EECS 225d (3 units)
Audio Signal Processing in Humans and Machines
The focus of this recently modified course is on engineering models for speech and audio processing. Mirroring the new edition of the associated textbook, the class will include more material about current audio processing methods such as psychoacoustic audio coding (e.g., MP3) and sound source separation. The methods discussed are used to design systems for analysis, synthesis, and recognition of speech and music. For many of these topics we will discuss not only the engineering methods, but also some of the physiological and psychoacoustic properties of the human auditory and speech generation systems. This latter information can provide an important perspective: how can we make use of knowledge about these natural systems when we design artificial ones?

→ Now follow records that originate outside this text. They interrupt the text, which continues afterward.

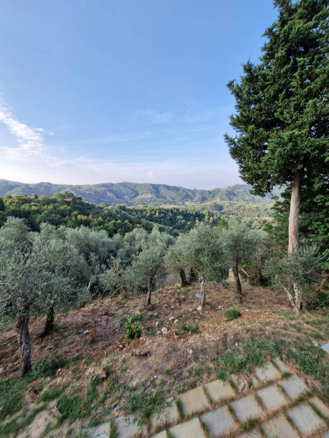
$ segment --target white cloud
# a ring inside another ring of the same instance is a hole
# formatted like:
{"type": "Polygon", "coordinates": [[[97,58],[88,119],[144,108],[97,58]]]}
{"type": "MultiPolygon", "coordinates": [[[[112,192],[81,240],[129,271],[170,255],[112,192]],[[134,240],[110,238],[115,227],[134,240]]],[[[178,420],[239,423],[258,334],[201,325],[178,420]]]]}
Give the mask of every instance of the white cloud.
{"type": "Polygon", "coordinates": [[[39,160],[55,165],[60,164],[56,157],[51,156],[46,152],[47,146],[41,134],[44,129],[32,128],[20,122],[3,99],[0,100],[0,121],[7,126],[18,143],[15,147],[0,146],[0,156],[13,161],[30,162],[39,160]]]}
{"type": "Polygon", "coordinates": [[[148,180],[155,180],[155,176],[154,175],[153,172],[152,171],[152,170],[150,170],[149,171],[147,172],[147,173],[146,173],[146,178],[147,178],[148,180]]]}
{"type": "Polygon", "coordinates": [[[141,118],[151,124],[168,123],[173,119],[173,114],[169,112],[158,112],[153,109],[139,109],[135,113],[135,118],[141,118]]]}

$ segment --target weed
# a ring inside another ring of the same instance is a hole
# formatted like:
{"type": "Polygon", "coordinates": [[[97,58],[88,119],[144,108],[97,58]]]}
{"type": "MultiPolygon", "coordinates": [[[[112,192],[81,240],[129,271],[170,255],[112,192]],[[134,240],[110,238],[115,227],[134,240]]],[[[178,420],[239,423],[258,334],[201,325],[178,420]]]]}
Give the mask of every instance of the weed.
{"type": "Polygon", "coordinates": [[[125,339],[132,340],[135,338],[139,338],[142,334],[142,329],[139,325],[141,315],[138,311],[134,316],[127,316],[125,319],[125,327],[126,327],[126,335],[125,339]]]}
{"type": "Polygon", "coordinates": [[[241,313],[237,309],[229,309],[225,312],[225,316],[227,321],[231,321],[232,319],[236,319],[237,318],[240,318],[241,313]]]}

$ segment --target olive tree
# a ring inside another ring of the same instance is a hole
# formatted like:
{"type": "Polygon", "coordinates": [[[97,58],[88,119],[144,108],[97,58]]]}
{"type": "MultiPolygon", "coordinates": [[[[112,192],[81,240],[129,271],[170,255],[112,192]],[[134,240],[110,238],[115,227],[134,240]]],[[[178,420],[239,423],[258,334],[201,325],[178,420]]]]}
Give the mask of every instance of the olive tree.
{"type": "Polygon", "coordinates": [[[228,228],[222,231],[223,242],[227,261],[233,271],[236,294],[242,299],[242,288],[239,278],[239,266],[250,262],[256,256],[256,248],[261,244],[261,235],[248,228],[243,223],[231,221],[228,228]]]}
{"type": "Polygon", "coordinates": [[[197,273],[201,282],[201,305],[207,304],[205,287],[209,281],[223,282],[228,276],[222,230],[201,224],[190,230],[185,246],[186,267],[197,273]]]}

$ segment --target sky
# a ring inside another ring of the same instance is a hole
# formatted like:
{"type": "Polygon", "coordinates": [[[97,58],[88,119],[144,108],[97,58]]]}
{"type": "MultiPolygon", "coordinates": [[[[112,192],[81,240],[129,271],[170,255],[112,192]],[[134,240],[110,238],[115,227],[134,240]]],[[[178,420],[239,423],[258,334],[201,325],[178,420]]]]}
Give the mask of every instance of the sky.
{"type": "Polygon", "coordinates": [[[272,0],[0,0],[0,179],[241,183],[226,86],[272,0]]]}

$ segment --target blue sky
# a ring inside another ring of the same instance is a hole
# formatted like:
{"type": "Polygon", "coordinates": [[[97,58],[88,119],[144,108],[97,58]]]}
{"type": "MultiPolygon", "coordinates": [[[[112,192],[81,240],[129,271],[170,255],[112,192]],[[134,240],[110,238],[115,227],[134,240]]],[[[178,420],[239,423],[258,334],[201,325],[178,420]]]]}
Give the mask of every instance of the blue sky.
{"type": "Polygon", "coordinates": [[[271,0],[0,0],[0,178],[241,182],[226,87],[271,0]]]}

Topics will include, among others: auditory physiology; room acoustics; music signal analysis; speech synthesis; models of speech production and perception; signal processing for speech analysis; robustness to environmental variation in speech recognizers; statistical speech recognition, including introduction to Hidden Markov Model and discriminative approaches.
Previous classes have included students from both EE and CS, whose varied backgrounds have enriched the course.
Prerequisites: EE123 or equivalent, and Stat 200A or equivalent; or grad standing and consent of instructor
Text: Gold, Morgan, and EllisSpeech and Audio Signal Processing, Wiley Press, 2nd edition, 2011.